Me detuve en la cima de la pradera sin saber
hacia dónde me llevaba el camino elegido.
La cresta de los árboles mecian sus hojas
al son del viento, poderosas en su pedestal.
La siembra dibujaba los campos que
el rocío de la mañana despertaba.
La vida continuaba y sentí que algo cambiaba.
El sol de pronto se oscureció y me estremeci.
Los pájaros dejaron de volar para descender
y posarse sobre el ramaje de los árboles;
y a la luna, ahora, no le pertenecía renacer.
La tierra descansaba en el regazo de la oscuridad.
Se podía oír la bravura del tormentoso viento,
que anunciaba la cercanía de la estación invernal.
La llovizna empezaba a cubrirlo todo en un
paisaje jocoso. Los árboles se tornaran rojizos
y dirán su voluntad al amparo de la soledad y
dominadas por la escarcha matinal.
Las montañas despertarán frías y húmedas.

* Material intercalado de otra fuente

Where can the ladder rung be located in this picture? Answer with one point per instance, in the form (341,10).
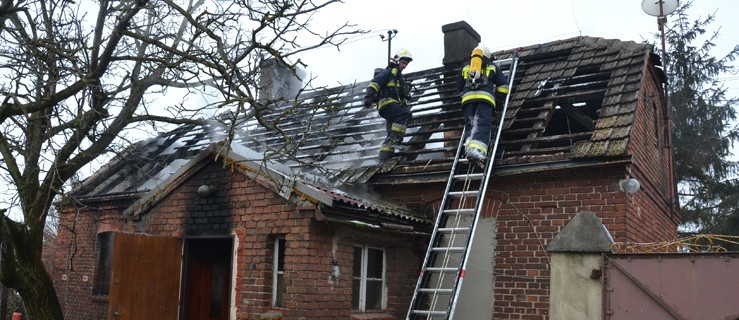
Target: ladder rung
(459,211)
(471,176)
(430,313)
(453,230)
(438,269)
(454,249)
(470,193)
(442,291)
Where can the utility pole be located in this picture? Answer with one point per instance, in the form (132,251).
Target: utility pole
(390,35)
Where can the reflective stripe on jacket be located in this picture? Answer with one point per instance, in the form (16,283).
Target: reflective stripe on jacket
(496,82)
(387,85)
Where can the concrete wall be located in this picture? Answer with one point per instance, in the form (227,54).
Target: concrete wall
(576,291)
(476,296)
(573,293)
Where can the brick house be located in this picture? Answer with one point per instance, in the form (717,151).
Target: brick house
(180,224)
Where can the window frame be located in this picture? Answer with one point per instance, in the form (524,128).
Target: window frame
(363,279)
(278,260)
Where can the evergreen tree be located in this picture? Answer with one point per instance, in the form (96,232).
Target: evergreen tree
(703,125)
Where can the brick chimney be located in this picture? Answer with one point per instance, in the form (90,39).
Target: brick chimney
(276,81)
(459,40)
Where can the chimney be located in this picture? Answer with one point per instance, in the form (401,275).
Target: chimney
(277,81)
(459,40)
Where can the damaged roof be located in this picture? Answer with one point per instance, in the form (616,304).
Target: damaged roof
(572,101)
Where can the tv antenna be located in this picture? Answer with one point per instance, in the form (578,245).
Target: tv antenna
(660,9)
(390,35)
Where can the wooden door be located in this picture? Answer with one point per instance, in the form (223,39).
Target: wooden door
(145,277)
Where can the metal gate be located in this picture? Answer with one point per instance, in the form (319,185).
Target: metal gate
(671,286)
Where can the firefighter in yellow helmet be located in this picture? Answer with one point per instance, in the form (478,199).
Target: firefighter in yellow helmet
(480,84)
(391,91)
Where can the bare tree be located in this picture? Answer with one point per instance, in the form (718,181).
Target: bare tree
(77,75)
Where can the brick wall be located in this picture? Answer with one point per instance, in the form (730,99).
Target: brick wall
(76,255)
(253,216)
(531,209)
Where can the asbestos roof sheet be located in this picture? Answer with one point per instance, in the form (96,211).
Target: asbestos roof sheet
(571,99)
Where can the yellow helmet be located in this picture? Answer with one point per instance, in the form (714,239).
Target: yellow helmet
(485,51)
(403,54)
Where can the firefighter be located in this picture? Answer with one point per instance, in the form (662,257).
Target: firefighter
(480,84)
(391,92)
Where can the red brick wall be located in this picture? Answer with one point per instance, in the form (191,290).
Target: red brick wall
(76,255)
(253,215)
(531,209)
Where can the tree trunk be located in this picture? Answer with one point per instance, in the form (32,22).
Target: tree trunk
(23,270)
(36,289)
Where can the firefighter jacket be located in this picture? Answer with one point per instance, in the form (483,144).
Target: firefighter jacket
(388,86)
(493,84)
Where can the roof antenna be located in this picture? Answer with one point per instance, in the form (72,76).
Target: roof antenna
(391,33)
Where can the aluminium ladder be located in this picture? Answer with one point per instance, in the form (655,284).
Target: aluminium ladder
(444,266)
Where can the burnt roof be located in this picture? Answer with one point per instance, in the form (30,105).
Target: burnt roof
(571,100)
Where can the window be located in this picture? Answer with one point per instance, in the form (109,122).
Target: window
(101,285)
(278,271)
(368,279)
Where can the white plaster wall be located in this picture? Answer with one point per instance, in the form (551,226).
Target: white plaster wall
(476,297)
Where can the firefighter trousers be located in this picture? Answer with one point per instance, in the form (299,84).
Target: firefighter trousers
(478,122)
(397,116)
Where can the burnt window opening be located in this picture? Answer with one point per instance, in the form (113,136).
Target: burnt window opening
(563,112)
(278,271)
(101,284)
(655,118)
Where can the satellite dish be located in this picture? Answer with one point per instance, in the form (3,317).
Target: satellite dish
(651,7)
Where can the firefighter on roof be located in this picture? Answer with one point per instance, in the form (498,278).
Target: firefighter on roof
(480,84)
(390,91)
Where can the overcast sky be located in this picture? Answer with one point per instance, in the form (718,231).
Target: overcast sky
(502,25)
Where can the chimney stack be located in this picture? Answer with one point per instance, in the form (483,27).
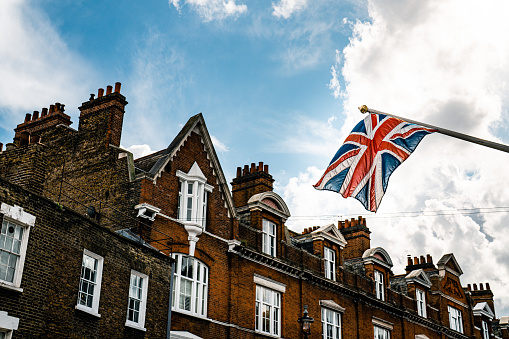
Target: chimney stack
(250,181)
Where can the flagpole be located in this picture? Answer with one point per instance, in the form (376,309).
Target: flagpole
(457,135)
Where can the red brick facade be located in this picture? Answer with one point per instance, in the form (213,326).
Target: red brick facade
(240,273)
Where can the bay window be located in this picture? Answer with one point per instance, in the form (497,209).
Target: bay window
(190,286)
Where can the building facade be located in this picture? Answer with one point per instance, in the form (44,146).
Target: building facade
(239,271)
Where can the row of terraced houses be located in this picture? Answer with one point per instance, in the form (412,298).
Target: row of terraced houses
(96,244)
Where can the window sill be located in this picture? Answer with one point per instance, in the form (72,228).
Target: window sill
(267,334)
(87,310)
(11,287)
(135,326)
(190,314)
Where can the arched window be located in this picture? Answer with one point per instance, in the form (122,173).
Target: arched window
(190,285)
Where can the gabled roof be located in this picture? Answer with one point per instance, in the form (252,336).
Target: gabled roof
(483,309)
(155,163)
(328,232)
(373,255)
(448,262)
(418,277)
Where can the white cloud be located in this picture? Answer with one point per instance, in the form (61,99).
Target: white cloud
(218,145)
(36,66)
(139,151)
(286,8)
(213,9)
(444,63)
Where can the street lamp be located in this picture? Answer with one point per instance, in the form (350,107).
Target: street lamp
(305,321)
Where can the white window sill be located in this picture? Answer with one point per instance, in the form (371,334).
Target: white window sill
(87,310)
(190,314)
(11,287)
(135,326)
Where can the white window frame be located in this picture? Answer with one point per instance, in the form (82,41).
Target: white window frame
(333,322)
(8,324)
(96,296)
(420,297)
(269,236)
(140,324)
(485,330)
(197,196)
(455,319)
(329,256)
(381,332)
(379,285)
(19,218)
(272,306)
(197,285)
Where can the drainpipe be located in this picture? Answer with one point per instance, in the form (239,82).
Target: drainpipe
(170,301)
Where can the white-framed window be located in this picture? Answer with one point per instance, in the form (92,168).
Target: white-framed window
(14,234)
(379,285)
(137,301)
(193,191)
(485,330)
(90,283)
(330,263)
(331,324)
(421,302)
(8,324)
(190,285)
(268,311)
(381,333)
(455,319)
(269,238)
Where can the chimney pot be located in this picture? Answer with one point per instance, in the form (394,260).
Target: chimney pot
(24,139)
(35,139)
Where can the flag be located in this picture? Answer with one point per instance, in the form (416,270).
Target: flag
(374,149)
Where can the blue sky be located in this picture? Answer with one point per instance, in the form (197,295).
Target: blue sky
(280,81)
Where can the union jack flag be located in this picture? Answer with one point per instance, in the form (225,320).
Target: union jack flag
(374,149)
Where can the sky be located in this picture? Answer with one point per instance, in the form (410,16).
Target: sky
(280,82)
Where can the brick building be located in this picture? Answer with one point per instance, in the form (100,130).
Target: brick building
(240,272)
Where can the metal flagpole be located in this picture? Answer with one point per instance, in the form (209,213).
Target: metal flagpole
(469,138)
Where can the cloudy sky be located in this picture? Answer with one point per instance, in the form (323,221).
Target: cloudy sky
(280,82)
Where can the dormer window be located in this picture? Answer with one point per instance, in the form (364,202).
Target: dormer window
(379,285)
(330,263)
(193,191)
(421,302)
(269,238)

Pero la oscuridad, continuaba obcecada en negar
a que el sol mostrase su fuego.
Me sentí exceptica y diriji mi paso hacia la
sombra que marcaba mi soledad. Disconforme,
rebusque en mi interior; el desasosiego, se abrió
camino y algo nuevo despertó en mi corazón.
Bajé de la llanura temerosa, pero algo cambiaba,
y tomé la dirección que un pequeño rayo de luz
indicaba donde la vida crecía. El eclipse se
disipaba y el sol asomaba en la mañana.
Apreté el paso con firmeza, extendiendo las
manos y agarrando con fuerza el sendero
que me llevase muy lejos de la soledad.